Civil society organisations, including the Centre for Environmental Justice (CEJ), Southern Africa Litigation Centre and ActionAid, have warned that reliance on company-generated assessments, coupled with limited public disclosure, undermines both community trust and Zambia’s obligations under the Convention.

The Bamako Convention demands heightened vigilance against such intra-continental hazards. The Kafue spill exposes a persistent “Bamako gap”. The difference  between Zambia’s binding regional commitments to precaution and environmentally sound management, and the weak implementation, delayed reporting and limited transparency evident on the ground.

Zambia’s Environmental Management Act of 2011 affirms every citizen’s right to a clean, safe and healthy environment.

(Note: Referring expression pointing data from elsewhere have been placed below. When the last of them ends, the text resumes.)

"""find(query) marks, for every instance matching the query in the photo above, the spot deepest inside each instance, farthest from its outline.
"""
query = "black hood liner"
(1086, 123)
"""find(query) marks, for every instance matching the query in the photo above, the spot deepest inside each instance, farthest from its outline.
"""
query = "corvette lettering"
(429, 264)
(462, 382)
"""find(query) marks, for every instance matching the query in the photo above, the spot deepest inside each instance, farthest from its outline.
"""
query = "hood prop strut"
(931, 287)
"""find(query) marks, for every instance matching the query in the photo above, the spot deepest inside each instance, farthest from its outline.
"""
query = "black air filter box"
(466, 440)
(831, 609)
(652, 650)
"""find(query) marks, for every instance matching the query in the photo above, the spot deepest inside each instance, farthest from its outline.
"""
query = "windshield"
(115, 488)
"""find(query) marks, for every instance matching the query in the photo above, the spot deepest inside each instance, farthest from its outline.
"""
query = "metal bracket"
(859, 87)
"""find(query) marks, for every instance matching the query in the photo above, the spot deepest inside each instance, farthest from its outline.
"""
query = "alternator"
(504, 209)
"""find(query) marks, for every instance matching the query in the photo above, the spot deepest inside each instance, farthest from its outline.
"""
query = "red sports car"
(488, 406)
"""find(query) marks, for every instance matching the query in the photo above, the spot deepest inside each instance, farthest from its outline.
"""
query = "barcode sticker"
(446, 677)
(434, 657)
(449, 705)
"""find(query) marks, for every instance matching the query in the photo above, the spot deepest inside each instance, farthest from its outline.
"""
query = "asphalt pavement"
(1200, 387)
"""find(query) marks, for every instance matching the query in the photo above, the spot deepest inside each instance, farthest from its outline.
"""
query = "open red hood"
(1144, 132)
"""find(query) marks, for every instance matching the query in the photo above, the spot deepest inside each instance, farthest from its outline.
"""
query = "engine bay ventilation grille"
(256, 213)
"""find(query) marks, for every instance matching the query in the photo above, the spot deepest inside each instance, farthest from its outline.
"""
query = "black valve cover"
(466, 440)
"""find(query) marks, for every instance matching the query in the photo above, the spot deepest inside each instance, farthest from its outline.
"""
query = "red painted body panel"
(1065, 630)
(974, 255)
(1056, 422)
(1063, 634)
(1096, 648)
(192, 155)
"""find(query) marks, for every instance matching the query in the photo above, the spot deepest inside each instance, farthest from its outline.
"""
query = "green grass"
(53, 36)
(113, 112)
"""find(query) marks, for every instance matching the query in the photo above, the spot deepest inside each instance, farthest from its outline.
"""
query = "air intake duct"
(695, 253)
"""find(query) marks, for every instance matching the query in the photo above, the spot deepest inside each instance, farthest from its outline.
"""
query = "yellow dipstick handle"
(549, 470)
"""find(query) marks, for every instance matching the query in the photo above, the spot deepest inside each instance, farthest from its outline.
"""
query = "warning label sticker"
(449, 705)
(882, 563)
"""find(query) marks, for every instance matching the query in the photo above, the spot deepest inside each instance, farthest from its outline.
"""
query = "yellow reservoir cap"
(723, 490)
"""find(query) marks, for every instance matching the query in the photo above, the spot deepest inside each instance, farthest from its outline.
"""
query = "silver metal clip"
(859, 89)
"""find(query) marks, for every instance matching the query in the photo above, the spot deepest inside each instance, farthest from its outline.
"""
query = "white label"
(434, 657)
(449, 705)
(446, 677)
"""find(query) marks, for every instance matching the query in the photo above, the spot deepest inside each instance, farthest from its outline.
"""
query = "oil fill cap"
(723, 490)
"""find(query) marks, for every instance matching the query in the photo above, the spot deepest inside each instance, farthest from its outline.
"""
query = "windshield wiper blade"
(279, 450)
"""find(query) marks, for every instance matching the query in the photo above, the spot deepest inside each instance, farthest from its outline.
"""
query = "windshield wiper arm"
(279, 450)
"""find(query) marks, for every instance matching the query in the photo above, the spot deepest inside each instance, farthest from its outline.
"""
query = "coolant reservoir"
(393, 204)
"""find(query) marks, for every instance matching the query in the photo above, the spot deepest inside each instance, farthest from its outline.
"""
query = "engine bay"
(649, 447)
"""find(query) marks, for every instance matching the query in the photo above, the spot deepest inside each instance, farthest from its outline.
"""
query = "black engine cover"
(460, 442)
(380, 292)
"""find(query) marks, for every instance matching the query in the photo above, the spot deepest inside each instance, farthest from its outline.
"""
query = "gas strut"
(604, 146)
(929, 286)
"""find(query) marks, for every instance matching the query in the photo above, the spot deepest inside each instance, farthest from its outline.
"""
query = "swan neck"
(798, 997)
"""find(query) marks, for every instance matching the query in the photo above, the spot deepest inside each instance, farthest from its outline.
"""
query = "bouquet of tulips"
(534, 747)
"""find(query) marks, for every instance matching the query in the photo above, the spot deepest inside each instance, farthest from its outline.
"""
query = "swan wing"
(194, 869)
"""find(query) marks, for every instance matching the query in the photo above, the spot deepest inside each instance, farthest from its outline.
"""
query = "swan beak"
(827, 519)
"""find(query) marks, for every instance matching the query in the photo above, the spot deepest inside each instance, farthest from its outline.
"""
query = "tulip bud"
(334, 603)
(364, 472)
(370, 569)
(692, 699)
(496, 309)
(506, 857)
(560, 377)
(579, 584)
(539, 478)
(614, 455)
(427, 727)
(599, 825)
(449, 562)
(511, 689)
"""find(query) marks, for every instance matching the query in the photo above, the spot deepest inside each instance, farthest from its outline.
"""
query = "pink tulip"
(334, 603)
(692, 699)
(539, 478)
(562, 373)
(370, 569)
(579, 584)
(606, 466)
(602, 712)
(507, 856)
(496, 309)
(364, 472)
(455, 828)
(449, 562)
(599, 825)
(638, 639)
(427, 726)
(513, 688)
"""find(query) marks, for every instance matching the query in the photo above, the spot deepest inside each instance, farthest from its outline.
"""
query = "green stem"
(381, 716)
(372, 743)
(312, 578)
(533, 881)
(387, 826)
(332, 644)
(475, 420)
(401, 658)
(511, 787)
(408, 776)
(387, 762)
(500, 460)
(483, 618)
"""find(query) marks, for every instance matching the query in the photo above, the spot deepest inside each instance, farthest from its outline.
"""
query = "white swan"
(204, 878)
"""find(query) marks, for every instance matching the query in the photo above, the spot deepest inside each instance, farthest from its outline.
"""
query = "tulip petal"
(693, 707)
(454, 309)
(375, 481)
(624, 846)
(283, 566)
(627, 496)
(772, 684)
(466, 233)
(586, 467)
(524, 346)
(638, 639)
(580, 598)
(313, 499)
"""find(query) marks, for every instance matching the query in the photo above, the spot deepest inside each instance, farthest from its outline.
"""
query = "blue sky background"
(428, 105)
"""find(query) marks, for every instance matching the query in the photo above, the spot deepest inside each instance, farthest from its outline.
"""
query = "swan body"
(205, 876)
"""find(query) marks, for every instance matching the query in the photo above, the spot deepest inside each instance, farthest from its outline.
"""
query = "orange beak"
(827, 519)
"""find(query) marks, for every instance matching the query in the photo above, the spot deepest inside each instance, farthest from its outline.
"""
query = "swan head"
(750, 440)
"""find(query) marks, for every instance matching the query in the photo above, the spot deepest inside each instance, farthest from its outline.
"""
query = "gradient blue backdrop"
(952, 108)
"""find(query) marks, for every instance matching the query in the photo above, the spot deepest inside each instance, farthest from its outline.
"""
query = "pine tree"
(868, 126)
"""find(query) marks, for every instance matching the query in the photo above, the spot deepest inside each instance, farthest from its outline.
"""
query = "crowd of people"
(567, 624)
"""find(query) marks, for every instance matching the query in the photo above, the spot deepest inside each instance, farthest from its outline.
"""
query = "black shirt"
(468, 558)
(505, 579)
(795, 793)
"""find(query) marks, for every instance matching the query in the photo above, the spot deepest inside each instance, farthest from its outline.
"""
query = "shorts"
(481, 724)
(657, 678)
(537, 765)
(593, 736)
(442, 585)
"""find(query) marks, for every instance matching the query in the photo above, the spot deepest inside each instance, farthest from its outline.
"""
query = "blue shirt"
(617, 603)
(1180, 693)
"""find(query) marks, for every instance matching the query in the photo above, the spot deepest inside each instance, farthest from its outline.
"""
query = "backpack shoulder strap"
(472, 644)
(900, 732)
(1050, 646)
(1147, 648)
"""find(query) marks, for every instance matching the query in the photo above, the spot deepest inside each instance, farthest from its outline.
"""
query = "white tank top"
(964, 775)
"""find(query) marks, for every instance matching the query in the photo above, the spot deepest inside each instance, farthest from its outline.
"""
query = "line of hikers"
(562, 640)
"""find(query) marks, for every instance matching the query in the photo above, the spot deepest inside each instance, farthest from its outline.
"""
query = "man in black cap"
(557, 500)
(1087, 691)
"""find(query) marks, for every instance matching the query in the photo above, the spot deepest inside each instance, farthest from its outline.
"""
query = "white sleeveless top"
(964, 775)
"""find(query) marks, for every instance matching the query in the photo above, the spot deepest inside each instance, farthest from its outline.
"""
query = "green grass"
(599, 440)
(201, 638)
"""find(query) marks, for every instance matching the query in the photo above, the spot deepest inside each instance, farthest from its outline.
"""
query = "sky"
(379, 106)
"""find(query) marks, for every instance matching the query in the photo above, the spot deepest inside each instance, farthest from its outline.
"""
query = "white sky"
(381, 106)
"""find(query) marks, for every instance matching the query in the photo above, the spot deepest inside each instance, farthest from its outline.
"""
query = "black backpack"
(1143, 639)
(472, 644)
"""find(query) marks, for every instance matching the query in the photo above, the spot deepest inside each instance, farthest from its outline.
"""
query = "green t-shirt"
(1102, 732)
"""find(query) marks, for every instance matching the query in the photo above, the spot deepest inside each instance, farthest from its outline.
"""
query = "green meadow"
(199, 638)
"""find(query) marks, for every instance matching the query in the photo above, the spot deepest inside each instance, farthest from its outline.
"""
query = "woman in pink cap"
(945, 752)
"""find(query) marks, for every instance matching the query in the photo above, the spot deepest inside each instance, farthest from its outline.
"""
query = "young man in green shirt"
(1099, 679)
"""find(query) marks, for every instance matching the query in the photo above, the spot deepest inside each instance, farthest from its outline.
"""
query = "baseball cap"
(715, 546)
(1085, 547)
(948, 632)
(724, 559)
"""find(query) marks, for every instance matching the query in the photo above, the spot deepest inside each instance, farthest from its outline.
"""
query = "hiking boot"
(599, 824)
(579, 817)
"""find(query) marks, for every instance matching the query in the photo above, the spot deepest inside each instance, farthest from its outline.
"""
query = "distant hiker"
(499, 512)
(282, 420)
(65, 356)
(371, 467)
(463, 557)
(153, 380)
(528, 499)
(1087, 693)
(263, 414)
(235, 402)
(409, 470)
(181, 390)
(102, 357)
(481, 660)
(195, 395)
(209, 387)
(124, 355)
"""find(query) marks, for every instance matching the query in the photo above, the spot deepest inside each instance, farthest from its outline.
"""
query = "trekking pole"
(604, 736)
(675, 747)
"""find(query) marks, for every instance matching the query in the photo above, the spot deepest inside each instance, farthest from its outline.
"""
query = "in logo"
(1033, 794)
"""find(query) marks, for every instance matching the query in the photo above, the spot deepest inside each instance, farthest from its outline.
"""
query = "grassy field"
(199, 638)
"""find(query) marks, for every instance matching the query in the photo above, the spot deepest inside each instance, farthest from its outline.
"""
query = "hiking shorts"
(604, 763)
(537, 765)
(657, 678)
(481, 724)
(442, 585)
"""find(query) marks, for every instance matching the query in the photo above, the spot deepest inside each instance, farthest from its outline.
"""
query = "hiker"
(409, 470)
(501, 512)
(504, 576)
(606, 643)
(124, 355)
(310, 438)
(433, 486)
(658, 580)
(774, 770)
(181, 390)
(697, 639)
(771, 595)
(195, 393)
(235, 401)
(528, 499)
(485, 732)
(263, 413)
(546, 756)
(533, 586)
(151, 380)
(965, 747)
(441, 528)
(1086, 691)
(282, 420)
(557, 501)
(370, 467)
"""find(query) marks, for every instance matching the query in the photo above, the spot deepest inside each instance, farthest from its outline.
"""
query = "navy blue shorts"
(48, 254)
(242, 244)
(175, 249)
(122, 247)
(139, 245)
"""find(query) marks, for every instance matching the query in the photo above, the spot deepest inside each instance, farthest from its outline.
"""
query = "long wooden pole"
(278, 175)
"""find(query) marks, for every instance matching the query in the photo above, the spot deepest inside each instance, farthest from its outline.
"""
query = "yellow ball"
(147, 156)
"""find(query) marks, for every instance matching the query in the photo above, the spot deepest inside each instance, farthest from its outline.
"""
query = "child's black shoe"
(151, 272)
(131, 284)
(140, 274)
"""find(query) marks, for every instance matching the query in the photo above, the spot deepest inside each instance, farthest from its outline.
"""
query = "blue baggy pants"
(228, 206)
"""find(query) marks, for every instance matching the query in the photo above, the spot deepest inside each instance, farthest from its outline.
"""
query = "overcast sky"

That right, however, is rendered meaningless without timely disclosure of pollution data, independent verification of hazardous waste controls and credible enforcement.

CEJ Executive Director Maggie Mapalo

As CEJ Executive Director Maggie Mapalo has warned, that failure to act decisively risks long-term public health harm, deepening poverty and irreversible ecological damage. Biodiversity has been eroded and food security undermined, while affected communities remain in limbo.

The Kafue catastrophe is  not only a national environmental crisis but a test of the Bamako Convention’s effectiveness. Full publication of ZEMA’s findings, independent audits of hazardous waste management, and strengthened reporting to the Convention Secretariat and RCHMs are essential if the Convention is to function as a meaningful accountability and early-warning framework.